先週から今週にかけて、日本経済新聞がネット上で話題を集めている。
ことのきっかけは、週刊文春が3月17日発売号。文春は、ロシアのウクライナへの軍事侵攻を巡る自社報道に不満を持った同社常務取締役兼編集局長が、オンライン会議の席上でグループ長やデスクらに「全員立たせて怒鳴りたい」と高圧的な説教をしたと報じた。
20日にはFACTA ONLINEが、『日経新聞「看板記者」が続々退社』の見出しで、日本経済新聞で若手・中堅の退職者が相次いでいることを「号外速報」として報じた。
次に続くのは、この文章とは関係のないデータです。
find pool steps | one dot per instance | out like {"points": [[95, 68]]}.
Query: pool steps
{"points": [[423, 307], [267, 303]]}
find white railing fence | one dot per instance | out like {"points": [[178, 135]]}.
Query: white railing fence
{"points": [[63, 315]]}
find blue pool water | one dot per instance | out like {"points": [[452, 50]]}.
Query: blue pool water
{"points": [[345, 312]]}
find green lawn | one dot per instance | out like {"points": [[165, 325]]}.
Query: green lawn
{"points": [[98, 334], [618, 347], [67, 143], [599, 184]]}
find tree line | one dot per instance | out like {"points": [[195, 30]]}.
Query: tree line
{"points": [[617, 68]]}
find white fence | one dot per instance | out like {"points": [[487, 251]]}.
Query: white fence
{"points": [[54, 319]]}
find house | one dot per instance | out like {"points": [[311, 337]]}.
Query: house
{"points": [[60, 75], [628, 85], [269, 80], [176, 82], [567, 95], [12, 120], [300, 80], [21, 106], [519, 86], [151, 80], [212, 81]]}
さらに、23日には週刊文春電子版が、「日経新聞の危機 依願退職53人、ハラスメント相談30件」との見出しの記事を配信。記事は昨年1年間で53人の日経新聞の記者が退職したことに触れ、「ツイッターのフォロワー数37万人を誇る、精緻な解説で人気だった日銀キャップ」も3月に退職届を出したことをスクープしている。
後藤記者「日経記者 やめます」
この記事が配信されるや否や、「ツイッターのフォロワー数37万人を誇る」記者としてネット民から特定されたのが、後藤達也記者だ。後藤記者は、24日時点でツイッターのフォロワー数37.2万人を擁する、同紙のエース記者。2004年入社後、金融市場や日銀、財務省、企業財務などを担当し、2016年から2017年には米コロンビア大学ビジネススクールで客員研究員にもなっている。
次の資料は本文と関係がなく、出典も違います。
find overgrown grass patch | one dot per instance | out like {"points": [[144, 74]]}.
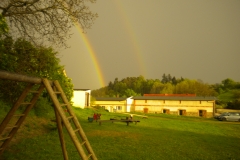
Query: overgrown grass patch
{"points": [[158, 137]]}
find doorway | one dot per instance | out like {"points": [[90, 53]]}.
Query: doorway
{"points": [[202, 113], [167, 111], [182, 112]]}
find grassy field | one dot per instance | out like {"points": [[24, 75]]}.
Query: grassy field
{"points": [[158, 137]]}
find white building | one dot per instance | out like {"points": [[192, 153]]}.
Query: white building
{"points": [[81, 98]]}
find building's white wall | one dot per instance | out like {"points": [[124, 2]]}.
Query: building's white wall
{"points": [[112, 106], [79, 98]]}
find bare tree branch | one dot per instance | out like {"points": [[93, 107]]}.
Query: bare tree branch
{"points": [[42, 21]]}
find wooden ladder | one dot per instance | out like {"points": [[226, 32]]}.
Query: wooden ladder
{"points": [[14, 119], [66, 116]]}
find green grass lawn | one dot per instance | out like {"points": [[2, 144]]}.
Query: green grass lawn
{"points": [[158, 137]]}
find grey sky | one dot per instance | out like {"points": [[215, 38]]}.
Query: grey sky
{"points": [[195, 39]]}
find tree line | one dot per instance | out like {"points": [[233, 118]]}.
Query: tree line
{"points": [[227, 92]]}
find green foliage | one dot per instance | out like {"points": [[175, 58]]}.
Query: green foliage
{"points": [[3, 25], [43, 108], [132, 86], [165, 137], [23, 57]]}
そんな後藤記者が文春の報道通り、日経新聞を退社することをツイッターで報告したのは23日。後藤記者は「日経記者 やめます」と切り出し、次のように退社報告をツイートした。
3月末で日経を退職し、フリーになります。このアカウントはしばらくしたら更新を止め、下記に拠点を移します。リツイート&チャンネル登録&フォローで応援してくださると幸いです!
◆日経記者 やめます
3月末で日経を退職し、フリーになります。このアカウントはしばらくしたら更新を止め、下記に拠点を移します。リツイート&チャンネル登録&フォローで応援してくださると幸いです!🙇♂️▼新Twitterhttps://t.co/nfkxKV1nyn
▼YouTube(まだ殺風景です…)https://t.co/xUbYZfOJMM pic.twitter.com/hmesosXrG6— 後藤達也(日経を3月末退職) (@goto_nikkei) March 23, 2022
退社報告と合わせて、ツイッターの新アカウントとユーチューブチャンネルの開設をアナウンスすると、これが大反響。ツイッターの新アカウントは、開設から1日足らずでフォロワーは12.9万人に上り(24日14時時点)、24日には世間の興味関心を集めるアカウントが本物であることを証明する「認証バッジ」もツイッター社から付与された。ユーチューブチャンネルのチャンネル登録数も、まだコンテンツがないにも関わらず、約1万6000人に上る。
朝日新聞、峯村記者も退社
エース級の新聞記者の退社と言えば、つい先日、朝日新聞の峯村健司記者が退社することも自身のツイッターで報告した。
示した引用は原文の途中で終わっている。